Carrying out unidirectional cold rolling on the quenched Ni-Cr-Fe alloy, wherein the single reduction is 5-10%, and the deformation is 20-30% in a cold rolling mode, so as to obtain a pre-deformed Ni-Cr-Fe alloy;

s5: heat treatment in high magnetic field

s6: deformation treatment

And (3) further deforming the Ni-Cr-Fe alloy subjected to heat treatment in a strong magnetic field, wherein the deformation amount reaches 50 to 70 percent, so as to obtain the high-temperature Ni-Cr-Fe alloy with the cellular structure.

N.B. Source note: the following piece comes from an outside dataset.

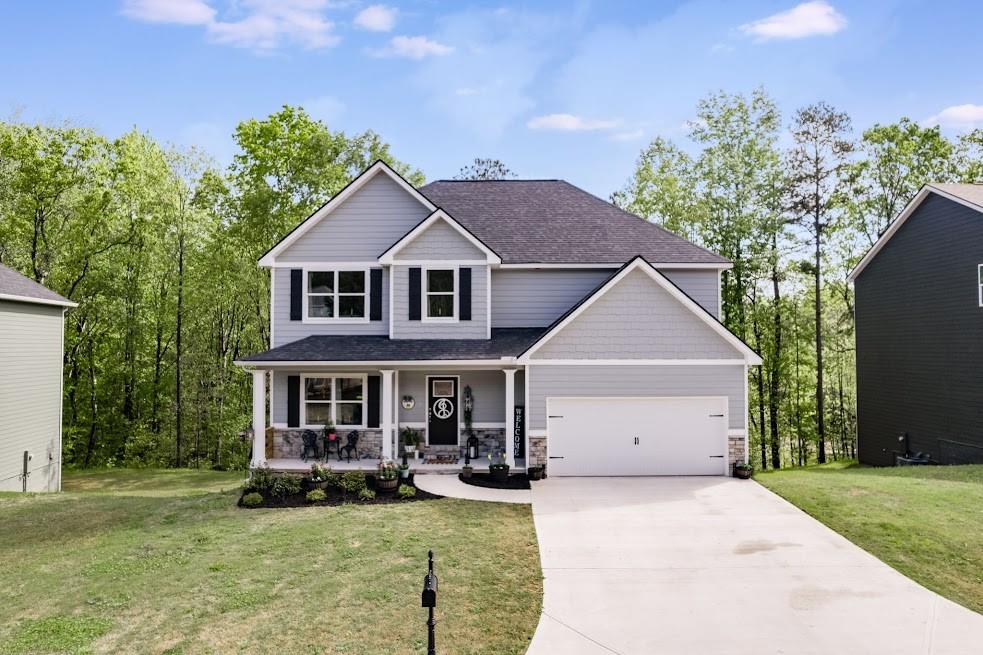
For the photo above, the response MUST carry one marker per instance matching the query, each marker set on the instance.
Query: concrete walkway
(717, 565)
(450, 486)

6. The method for preparing the cellular-structure Ni-Cr-Fe superalloy as claimed in claim 5, wherein the smelting is performed by a high vacuum arc melting furnace, a vacuum induction furnace or a vacuum consumable melting furnace; when a high-vacuum arc melting furnace is adopted, the casting mode is suction casting, and when a vacuum induction furnace or a vacuum consumable melting furnace is adopted, the casting mode is casting.

7. The method for preparing the Ni-Cr-Fe superalloy with the cell structure as claimed in claim 5, wherein in S1, the inert atmosphere is a nitrogen atmosphere or an argon atmosphere, and the pressure is 0.1 to 1 standard atmosphere.

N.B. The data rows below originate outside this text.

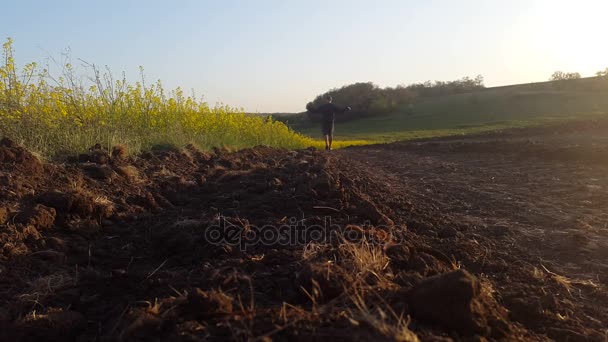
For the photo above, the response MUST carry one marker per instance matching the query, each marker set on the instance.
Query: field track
(501, 235)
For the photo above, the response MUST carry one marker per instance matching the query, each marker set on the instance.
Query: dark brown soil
(498, 236)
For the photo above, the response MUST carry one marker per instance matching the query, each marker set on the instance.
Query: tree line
(368, 99)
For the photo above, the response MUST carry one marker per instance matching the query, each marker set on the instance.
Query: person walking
(328, 112)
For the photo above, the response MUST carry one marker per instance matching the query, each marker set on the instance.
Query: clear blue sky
(277, 55)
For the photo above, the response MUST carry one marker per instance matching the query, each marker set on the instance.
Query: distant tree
(367, 99)
(602, 73)
(563, 76)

8. The method for preparing a cellular structure Ni-Cr-Fe superalloy as claimed in claim 5, wherein the step of quenching in S3 is: the quenching temperature is 850-900 ℃, the heat preservation time is 2-3 h, and the cooling mode is air cooling.

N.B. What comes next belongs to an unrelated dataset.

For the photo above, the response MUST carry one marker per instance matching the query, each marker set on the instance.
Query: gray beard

9. The method for preparing the cellular-structure Ni-Cr-Fe superalloy as claimed in claim 5, wherein the cellular-structure Ni-Cr-Fe superalloy is cast by a specific method: according to the mass percentage of the raw material components of the Ni-Cr-Fe high-temperature alloy with the target cell structure, all the metal raw materials are subjected to suction casting after high-vacuum arc melting or casting in a melting metal mold in a vacuum induction furnace to prepare a Ni-Cr-Fe alloy cast ingot by adopting electrolytic Ni sheets, cr sheets, fe blocks, cu blocks, si blocks and Al blocks with the purity of more than or equal to 99.9 wt%.